Mais contre toute attente, celle qui rafle la mise en cette soirée d’opéra aura été… une actrice. Incroyable, formidable, irrésistible Anne Girouard : véritable « Madame Loyale », présente constamment sur scène durant les 2h15 d’un spectacle donné sans entracte, elle assume à elle seule les dialogues parlés de tous les personnages avec un naturel et un humour confondants, et campe un Frosch (le gardien de prison) qui fait littéralement se tordre de rire tout le public. Du très grand art, salué comme il se doit par une formidable ovation ! Anne Girouard, pour nous, ce ne sera plus seulement la Reine Guenièvre de Kaamelott : ce sera aussi et surtout l’incroyable narratrice de cette inoubliable Chauve-Souris.

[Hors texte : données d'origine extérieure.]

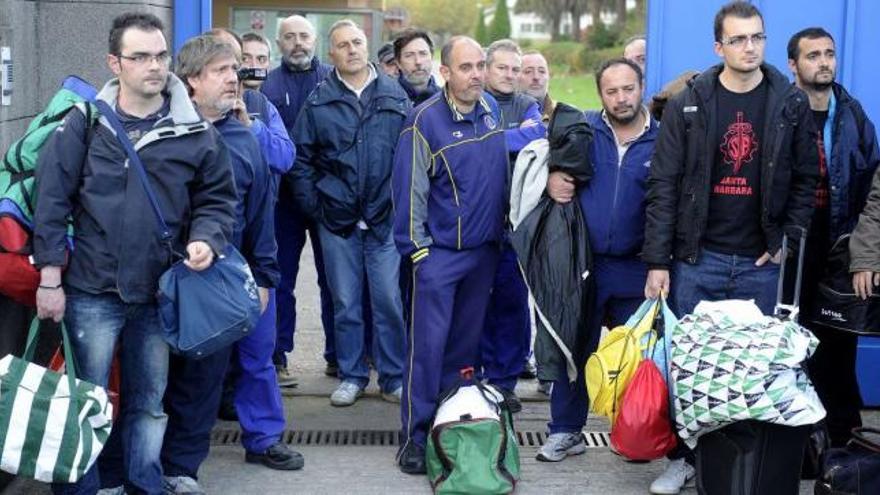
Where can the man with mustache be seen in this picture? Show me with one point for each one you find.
(287, 87)
(345, 137)
(848, 156)
(450, 195)
(507, 334)
(414, 52)
(735, 167)
(613, 203)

Un spectacle rare, on vous dit ! Précipitez-vous à Rennes, Angers ou Nantes : il reste encore (quelques) places. Et formons des vœux pour que cette Chauve-Souris reprenne prochainement son vol pour d’autres villes de France… et que Jean Lacornerie retrouve très vite le chemin de l’opéra !!
————————————————————
[1] Ni la lecture de Hans Neuenfels, à Salzbourg en 2001, mettant au jour une supposée décadence morale et politique de l’Autriche, ni celle de Célie Pauthe, dénonçant la Shoah, pour l’Académie de l’Opéra de Paris en 2019, n’avaient – c’est le moins qu’on puisse dire… – réellement convaincu…
Gabriel Von Eisenstein : Stephan Genz
Rosalinde : Eleonore Marguerre
Adèle : Claire de Sévigné
Ida : Veronika Seghers
Alfred : Miloš Bulajić
Docteur Falke : Thomas Tatzl
Docteur Blind : François Piolino
Franck : Horst Lamnek
Prince Orlofsky : Stephanie Houtzeel
Narratrice et Frosch : Anne Girouard
Orchestre National de Bretagne, dir. Claude Schnitzler
Chœur de chambre Mélisme(s), dir. Gildas Pungier
Mise en scène : Jean Lacornerie
Scénographie costumes : Bruno de Lavenère
Lumières : Kevin Briard
Chorégraphie collaboration artistique : Raphaël Cottin
Dramaturge Assistante à la mise en scène : Katia Krüger
La Chauve-souris (Die Fledermaus)
Opérette en trois actes de Johann Strauss II (1874) sur un livret de Richard Genée et Karl Haffner d’après Le Réveillon de Meilhac et Halévy, créée au Theater an der Wien de Vienne le 5 avril 1874.
Opéra de Rennes, représentation du lundi 29 janvier 2024.